The Wages of Sinners — Thoughts on the Oscar Nominations

One Battle After Another has long been expected to the be the dominant force in this year’s Academy Awards ceremony, the juggernaut that couldn’t be stopped. Sure enough, today’s announcement of the nominations revealed that Paul Thomas Anderson’s film earned thirteen nods. But, you see, the thing is…Ryan Coogler’s Sinners snared three more.

Sixteen nominations for Sinners is a staggering haul. Even without the addition of a new category this year to help its counting stats, Coogler’s hit becomes the new record holder. This might be some old-school thinking, but I can’t help but feel that this significantly shakes up the Oscar race. Although La La Land famously didn’t win Best Picture and there are plenty of other instances through Oscar history when the most nominated film of a year underperformed at the ceremony, it seems so unlikely that Sinners could be shunted to a second choice by voters now that it has such a prize place in the annals of the Academy.

In the end, this is a good list. By my quick assessment, any expected performers left off the acting rolls are reasonable omissions, and the voters put together a strong, varied Best Picture ten. I think 2025 was a strong year for movies, and the Academy did a fine job assembling what was special about it.

Other thoughts:

—Only three women have ever won the Oscar for directing. Of them, Chloé Zhao becomes the first to earn a follow-up nomination in the category. She’s also only the second woman to get a second nomination in the category. Before she won for The Power of the Dog, Jane Campion was nominated for The Piano almost thirty years earlier.

—Leonardo DiCaprio is up to his seventh acting nomination. In the lineup of Scorsese regulars, he’s now one nomination behind Robert De Niro. Meanwhile, Sean Penn collects his sixth nomination overall and first since he won Best Actor for Milk. Emma Stone reaches five nominations, three of them for movies directed by Yorgos Lanthimos.
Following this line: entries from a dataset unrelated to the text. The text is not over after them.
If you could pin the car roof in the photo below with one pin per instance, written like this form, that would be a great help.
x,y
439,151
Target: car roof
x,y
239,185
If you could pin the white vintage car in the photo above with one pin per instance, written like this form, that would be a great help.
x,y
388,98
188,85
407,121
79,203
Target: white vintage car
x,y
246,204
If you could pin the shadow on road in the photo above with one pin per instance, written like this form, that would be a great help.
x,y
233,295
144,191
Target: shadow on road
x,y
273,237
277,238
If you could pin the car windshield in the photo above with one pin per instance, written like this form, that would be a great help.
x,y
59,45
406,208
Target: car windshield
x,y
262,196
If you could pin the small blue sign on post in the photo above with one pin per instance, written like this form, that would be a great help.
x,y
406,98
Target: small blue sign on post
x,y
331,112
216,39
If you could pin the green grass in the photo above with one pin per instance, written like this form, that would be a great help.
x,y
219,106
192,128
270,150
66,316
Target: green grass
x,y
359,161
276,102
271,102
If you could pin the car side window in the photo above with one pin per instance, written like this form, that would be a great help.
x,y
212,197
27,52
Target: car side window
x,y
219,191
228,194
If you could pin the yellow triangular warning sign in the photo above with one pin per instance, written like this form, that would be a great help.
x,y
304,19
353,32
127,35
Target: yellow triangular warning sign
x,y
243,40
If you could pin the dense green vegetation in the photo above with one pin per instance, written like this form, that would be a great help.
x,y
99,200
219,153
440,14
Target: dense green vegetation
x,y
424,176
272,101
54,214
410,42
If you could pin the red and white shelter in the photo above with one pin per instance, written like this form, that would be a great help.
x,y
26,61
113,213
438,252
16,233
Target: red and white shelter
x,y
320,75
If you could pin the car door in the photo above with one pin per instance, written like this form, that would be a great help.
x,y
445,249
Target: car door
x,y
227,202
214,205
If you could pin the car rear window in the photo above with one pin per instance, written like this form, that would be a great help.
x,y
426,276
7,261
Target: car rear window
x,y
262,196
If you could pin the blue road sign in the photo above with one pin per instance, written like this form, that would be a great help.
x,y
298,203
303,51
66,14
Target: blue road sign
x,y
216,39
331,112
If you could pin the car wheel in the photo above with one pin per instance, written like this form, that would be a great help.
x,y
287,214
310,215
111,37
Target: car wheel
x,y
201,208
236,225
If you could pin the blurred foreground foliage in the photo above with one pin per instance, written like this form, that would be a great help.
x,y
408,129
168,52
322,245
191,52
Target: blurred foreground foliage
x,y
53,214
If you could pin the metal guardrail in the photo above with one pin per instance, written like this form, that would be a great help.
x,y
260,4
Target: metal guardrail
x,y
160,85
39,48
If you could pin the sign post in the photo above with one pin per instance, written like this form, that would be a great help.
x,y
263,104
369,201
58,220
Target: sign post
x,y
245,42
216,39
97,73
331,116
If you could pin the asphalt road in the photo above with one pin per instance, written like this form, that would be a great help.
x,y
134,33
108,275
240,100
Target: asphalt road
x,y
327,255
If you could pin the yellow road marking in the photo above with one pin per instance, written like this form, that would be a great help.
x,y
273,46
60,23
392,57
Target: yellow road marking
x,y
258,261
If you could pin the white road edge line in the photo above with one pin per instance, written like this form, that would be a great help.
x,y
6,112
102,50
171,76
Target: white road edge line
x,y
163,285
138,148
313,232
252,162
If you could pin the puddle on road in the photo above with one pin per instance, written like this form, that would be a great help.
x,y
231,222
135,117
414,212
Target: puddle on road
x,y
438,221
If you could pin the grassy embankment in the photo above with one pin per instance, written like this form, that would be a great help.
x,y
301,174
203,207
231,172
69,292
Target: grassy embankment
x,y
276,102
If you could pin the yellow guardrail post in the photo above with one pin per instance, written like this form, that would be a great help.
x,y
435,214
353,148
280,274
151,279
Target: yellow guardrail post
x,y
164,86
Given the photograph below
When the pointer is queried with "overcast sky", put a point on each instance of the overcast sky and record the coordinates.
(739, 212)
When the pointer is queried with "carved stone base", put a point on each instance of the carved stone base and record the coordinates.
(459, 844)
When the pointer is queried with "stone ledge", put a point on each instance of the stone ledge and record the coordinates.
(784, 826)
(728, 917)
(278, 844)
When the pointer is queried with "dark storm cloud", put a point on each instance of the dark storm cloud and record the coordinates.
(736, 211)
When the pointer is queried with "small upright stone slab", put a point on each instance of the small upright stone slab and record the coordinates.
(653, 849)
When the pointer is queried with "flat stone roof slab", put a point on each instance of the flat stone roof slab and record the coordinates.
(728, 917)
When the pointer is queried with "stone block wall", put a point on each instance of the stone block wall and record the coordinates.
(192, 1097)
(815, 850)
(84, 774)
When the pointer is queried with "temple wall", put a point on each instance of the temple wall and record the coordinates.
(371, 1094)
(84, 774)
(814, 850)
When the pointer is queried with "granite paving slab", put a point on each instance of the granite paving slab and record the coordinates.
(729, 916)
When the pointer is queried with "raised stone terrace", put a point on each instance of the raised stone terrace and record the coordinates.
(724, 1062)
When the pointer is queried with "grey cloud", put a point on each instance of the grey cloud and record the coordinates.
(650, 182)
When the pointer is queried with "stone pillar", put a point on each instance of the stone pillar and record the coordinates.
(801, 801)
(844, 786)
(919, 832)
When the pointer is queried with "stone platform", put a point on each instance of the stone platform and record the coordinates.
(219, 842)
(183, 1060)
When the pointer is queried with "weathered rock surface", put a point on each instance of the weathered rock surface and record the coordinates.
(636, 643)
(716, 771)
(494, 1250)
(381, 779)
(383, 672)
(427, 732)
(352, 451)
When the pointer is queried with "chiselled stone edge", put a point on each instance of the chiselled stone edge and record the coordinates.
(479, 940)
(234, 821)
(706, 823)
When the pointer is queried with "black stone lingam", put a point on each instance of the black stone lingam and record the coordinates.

—Paul Thomas Anderson picks up his fourth nomination for directing and sixth for writing. I still think he’s the frontrunner, but I could see the narrative switching very rapidly. If Sinners starts to feel undeniable in the top category, I don’t see how Ryan Coogler doesn’t move ahead of Anderson in the voters’ assessments. If Sinners takes Best Picture and Coogler doesn’t win in directing, it’ll be the third time in the past twelve years that such a split happened to a Black director. Steve McQueen lost to Alfonso Cuarón the year that 12 Years a Slave took Best Picture, and Barry Jenkins lost to Damien Chazelle in the infamous Moonlight ceremony. I think Anderson deserves to win and is overdue for such Academy recognition, but if Picture and Directing split that way again, it’s definitely not a good look.

—I’m just going to copy-paste my comment about Diane Warren from last year, adding the only relevant edits needed: Change the adage about inevitability to supplement death and taxes with a Diane Warren Oscar nomination. With today’s announcement, the songwriter is up to sixteen seventeen career nominations, and this is the eighth ninth year in a row she’s been nominated. As has been the case recently, she’s in there for a song that has no discernible cultural footprint for a film that most people, even the most dedicated movie fans, haven’t heard of. She has an honorary Academy Award but has never won in competition. She won’t this year either.

—I’m thrilled that Nick Cave is an Oscar nominee. His song “Train Dreams” slipped into the song category. Let’s get that gloomy intensity onto the Oscar stage.

—I think Teyana Taylor and Jessie Buckley are winning in the actress categories. There are spoilers lurking amongst their fellow nominees, but I think those performances are too strong and comfortably Oscar-friendly, albeit in markedly different ways. Best Actor in a Supporting Role could go so many different ways, but I think the over-performance of Sentimental Value in today’s nominations is a signal that Stellan Skarsgård is likely to win.

—Much as it feels like Timothée Chalamet has been a relentless Oscars presence in recent years, this is only his third nomination. Smart money says he wins, but I’ve long had a sneaking suspicion that the Academy is going to make him wait a little longer. The lead actor category is one of the places where I think the hefty nominations haul for Sinners is going to have an impact. In recent years, Academy voters have regularly carried over their appreciation for the Best Picture winner to the film’s prominent lead acting performance. Think Mikey Madison for Anora, Cillian Murphy for Oppenheimer, Michelle Yeoh for Everything Everywhere All at Once, and Frances McDormand for Nomadland. Now they’ve got a guy who’s so dominant in his film that he effectively plays two leading roles. I’m typing it right now: Start taking Michael B. Jordan seriously in that category.